I cry too much.

It’s 10 am on a Tuesday. I have a massive amount of shit to do, and so far all I’ve accomplished is talking to my mom on the phone and crying to her about my inability to get anywhere in LA without a car.

And now I’m in all too familiar territory. This is how it goes: I fight with myself internally for anywhere from two minutes to two weeks. I pretend nothing is wrong. I try to gradually look at my issue. And then I fucking breakdown to my mom. Today’s issue involved her, so it turned into a heated argument that ended with me hanging up and her sending her usual texts meant to comfort that really just annoy and infuriate me. And again, more crying.

I’ve never been able to control my tears. I can remember back as far as kindergarten, being called a cry-baby (and I have no idea what for). In middle school I cried over friendships and popularity. In high school, it was boys, my parents’ restrictions, and more friends. Come college, it was more of the same, only add in worries about grades and my future, and this time I was calling my parents, wishing for the days that I hated them. 

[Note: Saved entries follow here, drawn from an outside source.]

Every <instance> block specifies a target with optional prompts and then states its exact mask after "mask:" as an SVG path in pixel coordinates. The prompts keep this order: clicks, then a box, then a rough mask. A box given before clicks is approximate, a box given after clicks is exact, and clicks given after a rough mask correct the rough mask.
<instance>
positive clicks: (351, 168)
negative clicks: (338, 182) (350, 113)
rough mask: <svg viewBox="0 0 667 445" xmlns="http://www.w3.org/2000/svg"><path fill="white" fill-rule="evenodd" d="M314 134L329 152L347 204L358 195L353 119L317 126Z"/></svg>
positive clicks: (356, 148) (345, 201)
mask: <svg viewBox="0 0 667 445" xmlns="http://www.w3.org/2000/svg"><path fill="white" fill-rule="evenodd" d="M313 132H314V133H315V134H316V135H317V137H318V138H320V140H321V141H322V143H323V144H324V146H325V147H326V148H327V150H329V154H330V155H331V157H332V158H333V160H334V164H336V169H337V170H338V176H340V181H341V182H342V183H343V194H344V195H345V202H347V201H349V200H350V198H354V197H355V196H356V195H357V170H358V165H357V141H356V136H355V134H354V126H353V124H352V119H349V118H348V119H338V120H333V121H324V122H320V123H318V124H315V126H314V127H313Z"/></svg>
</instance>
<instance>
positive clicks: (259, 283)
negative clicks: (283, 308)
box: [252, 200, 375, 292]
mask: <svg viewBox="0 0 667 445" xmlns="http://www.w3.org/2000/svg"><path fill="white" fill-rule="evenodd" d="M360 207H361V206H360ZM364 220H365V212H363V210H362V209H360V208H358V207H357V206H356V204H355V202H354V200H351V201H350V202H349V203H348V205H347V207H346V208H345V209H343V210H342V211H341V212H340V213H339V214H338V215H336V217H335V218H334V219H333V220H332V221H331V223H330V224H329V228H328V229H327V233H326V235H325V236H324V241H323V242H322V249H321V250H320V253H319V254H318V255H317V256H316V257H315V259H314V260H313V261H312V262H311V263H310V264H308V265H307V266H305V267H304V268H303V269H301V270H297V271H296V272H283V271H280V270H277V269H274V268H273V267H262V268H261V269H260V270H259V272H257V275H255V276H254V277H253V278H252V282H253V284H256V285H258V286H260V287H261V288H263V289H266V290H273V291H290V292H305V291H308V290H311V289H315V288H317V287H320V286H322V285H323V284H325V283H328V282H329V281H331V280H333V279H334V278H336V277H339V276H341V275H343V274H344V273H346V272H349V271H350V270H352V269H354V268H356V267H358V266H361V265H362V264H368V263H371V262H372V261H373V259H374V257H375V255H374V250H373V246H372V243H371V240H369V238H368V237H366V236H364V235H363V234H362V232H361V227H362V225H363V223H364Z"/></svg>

But those are just the easy explanations. Everybody struggles with them, and everybody cries sometimes. I’m sure that’s what you’re reading these words and thinking: “Oh Becca, get over yourself. We all cry. I cried when [fill in the black].” To which I say (kindly, because you are reading my blog, which I appreciate), “Fuck you, gentle reader. You have no idea how much I cry. I won’t describe to you how often or with what intensity, but suffice it to say LA need no longer worry about its dry climate, because soon the (nonexistent) rivers will run deep with my tears.” 

Dramatic? Perhaps. No, not perhaps, definitely. OVER-dramatic, OVER-emotional and clearly, overwhelmed. Moving may be difficult, but without a car, a stable income and any real, close friends, I’m starting to wonder what exactly I was thinking leaving my parents’ home, being the sort of person I am. I guess I was trusting that I would grow up when I needed to, as opposed to being paralyzed and attempting to navigate via bus a city that is known for its poor public transportation system. It turns about that “growing up” means absolutely nothing at all, especially three days before your 24th birthday when you come to the realization that you’re the same cry-baby you were two decades ago.